A Sense of Ending

by Thomas Dukes

I need to testify. When my spouse and I got married twelve years ago, we wanted to do so in our Episcopal church. The rector at the time offered to bless our union in a private home but not in our church; I suspect he was afraid of losing his job, perhaps not without reason. The church I attend is indeed open, inclusive, and diverse, and far more entertaining than that would suggest, but at the time, some families—most have since left anyway—would not have been happy.

Henry and I went to Vermont first, where we were joined in civil union by a justice of the peace, then to Canada two years later, where we were married by a Unitarian Universalist pastor. Our own church got a rector who did her first same-sex blessing five days after she arrived—of course, all the proper preliminary work for and by the couple had been done long before—and the place was filled with people and love. By then, however, Henry and I, still feeling a bit stung, just shrugged off her kind and gracious invitation to do the same for us. After all, we were happy, we had two sets of paperwork: what more could we need?

A lot, it turned out. Our first five years were terrific, then for reasons too personal to go into here, we drifted apart. It took two years for me to work up the strength/courage/understanding/nerve to leave, but early this January, I did. The church was there this time, in the presence of the rector. She was of immense practical help, but that was almost beside the point. We lifted boxes together and discussed why I was doing what I was doing; I came to understand, later, that this was holy work: necessary, hard, and heart-breaking, but holy. My ex-spouse and I still carry the cross from this and will for a long time to come, perhaps for the rest of our lives, even as remain very close friends.

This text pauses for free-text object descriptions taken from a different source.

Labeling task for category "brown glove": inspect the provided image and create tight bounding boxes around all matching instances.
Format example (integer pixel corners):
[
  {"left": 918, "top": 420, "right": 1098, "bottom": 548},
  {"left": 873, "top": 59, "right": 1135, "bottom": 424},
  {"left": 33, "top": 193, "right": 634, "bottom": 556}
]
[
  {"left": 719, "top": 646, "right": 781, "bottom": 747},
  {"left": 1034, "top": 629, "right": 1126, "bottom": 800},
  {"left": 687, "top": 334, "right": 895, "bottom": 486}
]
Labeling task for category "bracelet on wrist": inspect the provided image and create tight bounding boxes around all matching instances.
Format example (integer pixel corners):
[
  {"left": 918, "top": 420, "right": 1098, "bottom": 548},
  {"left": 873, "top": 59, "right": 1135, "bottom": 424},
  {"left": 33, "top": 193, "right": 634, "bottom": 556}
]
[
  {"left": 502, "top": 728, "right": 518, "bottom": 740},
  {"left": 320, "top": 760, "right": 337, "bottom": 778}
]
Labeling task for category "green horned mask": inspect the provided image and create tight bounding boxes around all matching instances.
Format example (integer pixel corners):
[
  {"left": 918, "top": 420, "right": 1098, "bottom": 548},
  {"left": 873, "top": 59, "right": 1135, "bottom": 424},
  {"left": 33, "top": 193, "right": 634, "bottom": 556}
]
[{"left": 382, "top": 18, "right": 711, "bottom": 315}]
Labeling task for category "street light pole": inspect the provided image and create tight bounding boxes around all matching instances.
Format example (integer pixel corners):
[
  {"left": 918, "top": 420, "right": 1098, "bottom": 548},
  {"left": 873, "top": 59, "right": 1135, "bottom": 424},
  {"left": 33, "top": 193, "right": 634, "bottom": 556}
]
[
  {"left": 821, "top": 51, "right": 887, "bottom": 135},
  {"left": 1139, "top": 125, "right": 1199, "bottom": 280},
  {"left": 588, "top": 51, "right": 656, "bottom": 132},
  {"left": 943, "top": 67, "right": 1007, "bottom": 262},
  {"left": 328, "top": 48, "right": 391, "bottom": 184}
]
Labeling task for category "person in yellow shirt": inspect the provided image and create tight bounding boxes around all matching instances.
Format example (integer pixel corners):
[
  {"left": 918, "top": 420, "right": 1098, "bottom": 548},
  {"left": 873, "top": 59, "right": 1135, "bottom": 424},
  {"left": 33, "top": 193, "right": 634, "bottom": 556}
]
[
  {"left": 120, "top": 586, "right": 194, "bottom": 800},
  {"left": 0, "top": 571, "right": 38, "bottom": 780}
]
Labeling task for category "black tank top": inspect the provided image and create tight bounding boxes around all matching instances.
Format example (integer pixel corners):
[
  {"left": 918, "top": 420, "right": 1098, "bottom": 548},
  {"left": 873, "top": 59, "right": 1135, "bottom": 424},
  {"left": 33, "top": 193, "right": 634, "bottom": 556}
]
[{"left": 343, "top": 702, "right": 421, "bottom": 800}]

Thus, I offer one more reason that the Episcopal Church should perform same-sex marriages. Not blessings of same-sex civil unions or civil marriages, but the sacrament of marriage for same-sex couples, regardless of the laws of the state, for if the church is there at the start, the church can and will be there at the end, and the end always comes, either through the death of one spouse or separation and divorce. That the church may at times have failed heterosexual widows and widowers or divorced people is beside the point; the church always fails us at times because it is human just as it is divine. But if the structure is there, the possibility for the kind of necessary holy work and community that we all need at various points in our lives is also there.

So let us join in prayer and community and offer up a sense of the ending as well as a sense of the beginning to same-sex and heterosexual couples. Let us recognize again that God’s presence is everywhere, and our work for Him is everywhere, even or perhaps especially at a marriage’s end.

Thomas Dukes is a Professor of English at The University of Akron, Ohio.